La romancière Sandrine Collette publie "On était des loups", un roman d'une rare intensité, qui met en scène un homme se retrouvant seul avec son petit garçon dans une nature sauvage.

Article rédigé par Laurence Houot
France Télévisions - Rédaction Culture
Publié
Temps de lecture : 6min
La romancière française Sandrine Collette photographiée à Paris le 29 juin 2022 (THOMAS COEX / AFP)

Autrice de polars et lauréate en 2020 de plusieurs prix pour son roman post-apocalyptique Et toujours les forêts (JC Lattès), Sandrine Collette publie dans cette rentrée On était des loups, un roman qui met en scène un homme en marge de la société, vivant dans une région de montagne reculée, contraint de s'occuper seul de son petit garçon de cinq ans après la mort tragique de sa compagne.

La romancière explore dans ce roman la place de l'homme dans la nature, et ce qui peut, malgré la violence et les aléas de l'existence, faire bifurquer une route pour conduire l'homme vers son humanité. On était des loups, publié le 24 août aux éditions JC Lattès, est dans la liste des dix romans distingués par les librairies indépendantes pour la première édition des Défricheurs.

L'histoire : Depuis près de vingt ans, Liam a choisi de vivre dans la montagne, à l'écart du monde. Il vit de la chasse, et depuis quelques années partage son refuge avec Ava, qui lui a donné un enfant. Un jour, en rentrant de la chasse, il retrouve sa femme morte, tuée par un ours. Caché sous son corps couvert de sang, Aru, son fils de cinq ans, est vivant.
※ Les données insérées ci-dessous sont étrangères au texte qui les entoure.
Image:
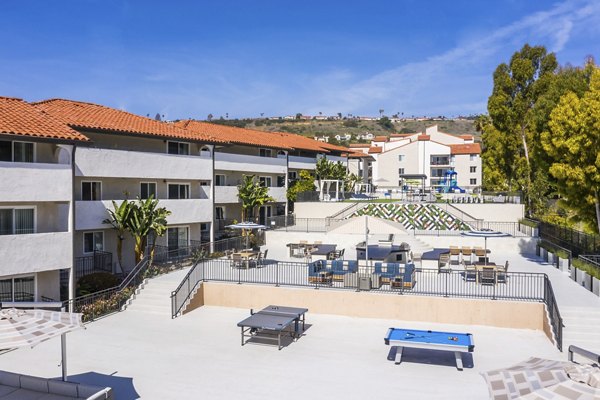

Au-delà de l'horreur et de sa colère, Liam s'interroge. Comment s'occuper de ce petit garçon qu'il connaît à peine, dans une maison nichée à des heures de marche de la première habitation? Qui s'occupera du petit garçon quand il partira chasser ? Comment faire grandir un enfant dans cette nature sauvage qu'il a choisie, il y a bien longtemps, pour vivre ?

"Parce qu'un enfant c'est une tâche immense, ça signifie s'occuper de quelqu'un d'autre que soi et je ne suis pas sûr qu'on en soit tous capables. C'est étrange que je n'aie jamais eu peur de rien, la nuit, l'avenir les bagarres ou les bêtes sauvages, alors qu'un gosse ça ne passe pas. Je ne sais pas comment lui parler, comment le nourrir, où mettre les mains pour le porter." 

"On était des loups"

page 123

Liam entame un voyage à cheval pour aller confier son fils à des proches. Mais les choses ne se déroulent pas comme il l'avait prévu, et il a du mal à contenir la colère qui monte en lui : "Je suis en colère contre la vie le monde, le monde je jure je lui ferai la peau". Jusqu'où sa haine ira-t-elle ? Sera-t-il capable de prendre une autre route que celle tracée par la violence de son passé ?  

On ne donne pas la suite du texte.